An uptick in spending, led by a strengthening labor market and low inflation, revealed economic growth consistent with the economy’s long-run potential. Uncertainty surrounding the Fed’s interest rate hike was hushed when, after seven years of near-zero interest rates, the Federal Reserve raised its target rate for federal funds 25bps in December. With the announcement, the Fed effectively closed the book on “free” money while signaling the US economy is again strong enough to stand on its own two feet.
Even with this plethora of positive economic and market news (excluding slowing growth in China), many public Packaging players again fell short of expectations (see "Scorecard" on page 3 of the full report). Share prices, however, mostly ignored earnings announcements and rose on average, which we can most likely attribute to persistent confidence in the sector’s future potential.
Overall the SRR US Packaging index gained 3.3% during Q4; this increase corresponded to an increase in LTM EBITDA multiples from 8.9x to 9.2x during the quarter.
Strong Packaging deal flow in the first three quarters of 2015, as illustrated by a total of 240 transactions, tempered in Q4 likely due to the sheer number of transactions already closed, the dysfunction in leverage lending and high yield markets (which constrained larger deals in particular), a strong US dollar driving up prices of US assets, and increased stock market volatility.
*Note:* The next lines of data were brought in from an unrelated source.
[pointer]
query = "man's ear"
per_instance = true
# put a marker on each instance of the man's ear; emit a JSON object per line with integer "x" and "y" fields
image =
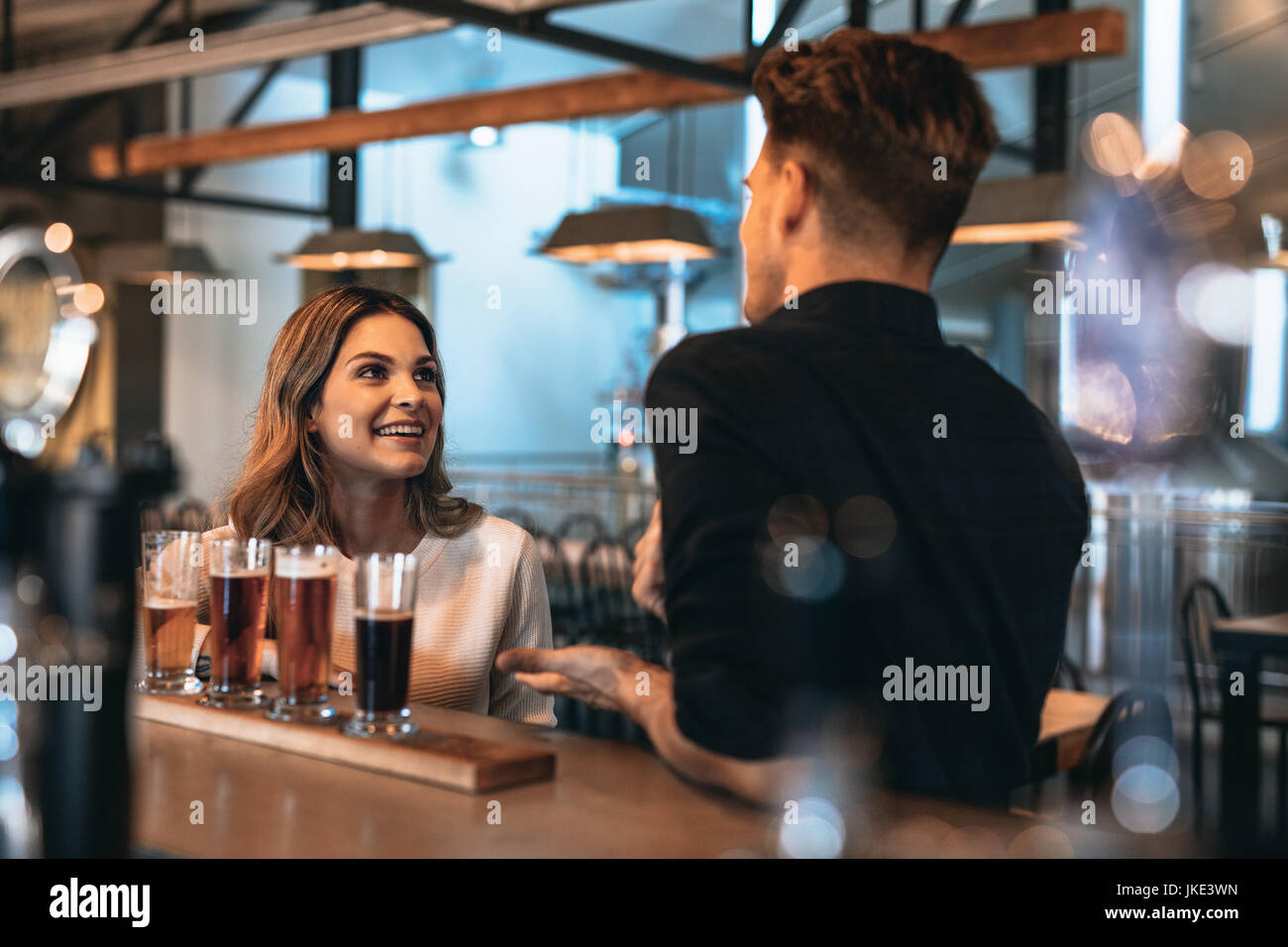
{"x": 794, "y": 188}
As was the case with volume, total announced transaction value simmered to $1.3 billion for Q4 vs. $1.9 billion for Q3.
The financial sponsor share of Packaging M&A transactions diminished in Q4 to its lowest level since Q1 2011. This trend (although only representative of a single quarter) coupled with the sense that overall PE deal count slowed as the year moved along, suggests we may be in the early stages of a slump on the buy side. Several sponsors have suggested—even with alternative lenders and the Fed keeping access to debt fairly inexpensive and wide open—their appetite at valuations seen over the last twelve months appears to be waning.
Several high profile deals were announced in 2015 that left many industry followers scratching their heads as regulators approved several multi-billion Packaging transactions. Most notably, metal packaging supplier Ball Corp.’s acquisition of U.K.-based metal can producer Rexam, which is likely to close in Q2 of 2016, as well as the closed merger between two large paperboard players, RockTenn and MeadWestvaco, which produced a titan in the corrugated packaging arena now known as WestRock. Both deals (which many believed could never happen) involved significant anti-competitive inquiries which begs the two-part question—are there limits anymore in Packaging consolidation, and which mega-deals are next?